A new ice age will begin within the next 11,000 years.

According to the Milankovitch cycles theory, glacial periods are influenced by the Earth's position and the tilt of its axis in space, which in turn affects the flow of solar radiation. Subtle fluctuations in the orientation of the Earth's axis give rise to climate cycles lasting 41,000 and 21,000 years. Meanwhile, cycles of 100,000 and 400,000 years are linked to the geometry of the Earth's orbit around the Sun, known as eccentricity. Despite geological data from the Quaternary period supporting this theory, it is challenging to distinguish the roles of axial tilt, precession, and eccentricity, primarily due to the need for absolute dating of paleoclimate records. In a recent study, researchers approached the problem differently by analyzing the patterns of glacial advance and retreat.

2025-02-28 10:00:51https://naked-science.ru/article/climate/novyj-lednikovyj-period

The most enigmatic aspect of the problem is linked to the 100,000-year glacial cycles that have influenced the climate over the past million years. Experts have yet to determine what causes the shift in glacial regimes — precession, axial tilt, or both factors.

Scientists from various countries, led by Stephen Barker from Cardiff University (UK), employed a different approach to tackle the “100,000-year problem.” They posited that precession and tilt of the Earth's axis play distinct roles in glacial retreat. In this scenario, the phase shifts relative to one another would be reflected in the graphs of glaciations and interglacial periods. An article on this subject has been published in the journal Science.

Information about ocean temperatures during prehistoric periods is derived from the shells of tiny organisms called foraminifera. These shells accumulate and store the heavy oxygen isotope — ¹⁸O — for millions of years. The warmer the ocean, the more of this isotope is found in the shells. The authors tracked fluctuations of oxygen-18 across three independent datasets over the last 800,000 years. They overlaid these graphs with the graphs of the phases of axial tilt and precession.

The peaks in the ¹⁸O graphs indicated pivotal moments in glacial periods — when glaciers were retreating confidently. This coincided with the peaks of precession phases (minima) and axial tilt. Notably, the first factor is the primary driver for the onset of glacial retreat, while the second plays a more significant role in the climate of interglacial periods and the initiation of new glaciation. It was also discovered that the end of a glacial period occurs following a decrease in the eccentricity of the Earth's orbit.

Thus, the researchers demonstrated that the onset and conclusion of glacial periods in the Pleistocene are not random, but depend on three orbital factors.

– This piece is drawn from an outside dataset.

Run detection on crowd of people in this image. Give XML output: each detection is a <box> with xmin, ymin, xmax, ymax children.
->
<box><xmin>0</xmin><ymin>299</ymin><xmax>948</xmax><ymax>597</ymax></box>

They were able to separate the contributions of each factor.

The new model enabled the researchers to estimate the onset of the next glacial epoch. Analysis of the dynamics of the ¹⁸O isotope level indicated that it continues to decrease, suggesting that a cooling trend is underway. However, it remains uncertain whether a minimum will be reached. According to predictions, the next glaciation (following the phase of axial tilt decrease to its minimum) is expected within the next 11,000 years. The authors of the study noted in comments to the media that all these patterns could only trigger the next ice age under natural conditions, meaning in the absence of anthropogenic global warming.